Let’s try this after transforming the data with rrscale:

library('rrscale')
scl = rrscale(Y)

after running this we get an estimated transformation to help recover the latent group effect. The element “T_name” tells us that the best transformation is a box-cox-like transformation

scl$T_name
## [1] "box_cox_negative"

and the element “par_hat” tells us the optimal value for the parameter to this transformation:

scl$par_hat
## [1] -0.5206409

we can grab the pre-computed RR transformation from the call to rrscale

trans_Y = scl$RR

or we can use the returned “rr_fn” to calcluate this transformation, they are identical

trans_Y2 = scl$rr_fn(Y)
all(trans_Y2==trans_Y,na.rm=TRUE)
## [1] TRUE

Notice that if we plot the transformed Y we see that the group difference is easier to see:

tmY = melt(data.frame(trans_Y,group),id.vars="group")
ggplot(data=tmY,mapping=aes(x=value,fill=group))+geom_histogram(bins=100)+geom_vline(data=aggregate(value~group,data=tmY,mean),mapping=aes(xintercept=value,linetype=group),size=1.5)

indeed the t-test is now significant

t.test(rowMeans(trans_Y)[group=="group1"],rowMeans(trans_Y)[group=="group2"])
## 
##  Welch Two Sample t-test
## 
## data:  rowMeans(trans_Y)[group == "group1"] and rowMeans(trans_Y)[group == "group2"]
## t = -2.7412, df = 16.971, p-value = 0.01394
## alternative hypothesis: true difference in means is not equal to 0
## 95 percent confidence interval:
##  -1.432490 -0.186342
## sample estimates:
##  mean of x  mean of y 
## -0.4046867  0.4047291

If we plot he first two PCs for the transformed and un-transformed data we can see the group difference much better after transformation:

plot(svdc(Y)$u[,1:2],col=group,xlab="PC1",ylab="PC2")

plot(svdc(trans_Y)$u[,1:2],col=group,xlab="PC1",ylab="PC2")

Here we are using the “svdc” function from the rrscale package which calculates ’completed" right and left singular vectors in the presence of missing values.

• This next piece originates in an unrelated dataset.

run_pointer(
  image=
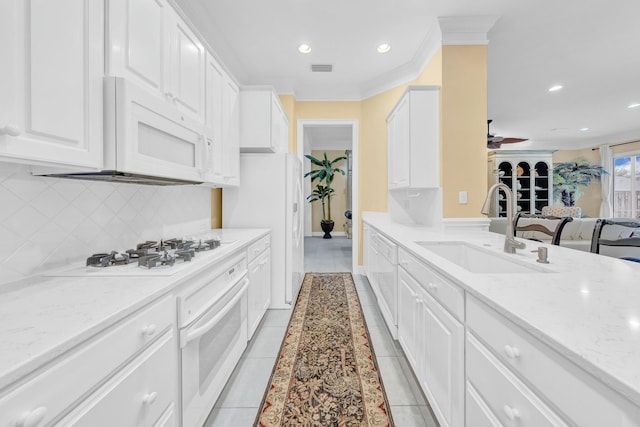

We can also look at the canonical correlation between the group and the first two PCS for the transformed and untransformed data:

cancor(model.matrix(~1+group),svdc(Y)$u[,1:2])
## $cor
## [1] 0.7074969
## 
## $xcoef
##                  [,1]
## groupgroup2 0.4472136
## 
## $ycoef
##            [,1]      [,2]
## [1,] -0.3962615 1.6031726
## [2,]  0.9192846 0.7643497
## 
## $xcenter
## (Intercept) groupgroup2 
##         1.0         0.5 
## 
## $ycenter
## [1] -0.16540613 -0.08246504
cancor(model.matrix(~1+group),svdc(trans_Y)$u[,1:2])
## $cor
## [1] 0.9776598
## 
## $xcoef
##                  [,1]
## groupgroup2 0.4472136
## 
## $ycoef
##          [,1]       [,2]
## [1,] 0.731373 -0.6820391
## [2,] 0.856082  0.9079851
## 
## $xcenter
## (Intercept) groupgroup2 
##         1.0         0.5 
## 
## $ycenter
## [1] -0.001640215 -0.133762712

and we can see that it is much higher for the transformed data signifiying these principal components capture the latent group structure better.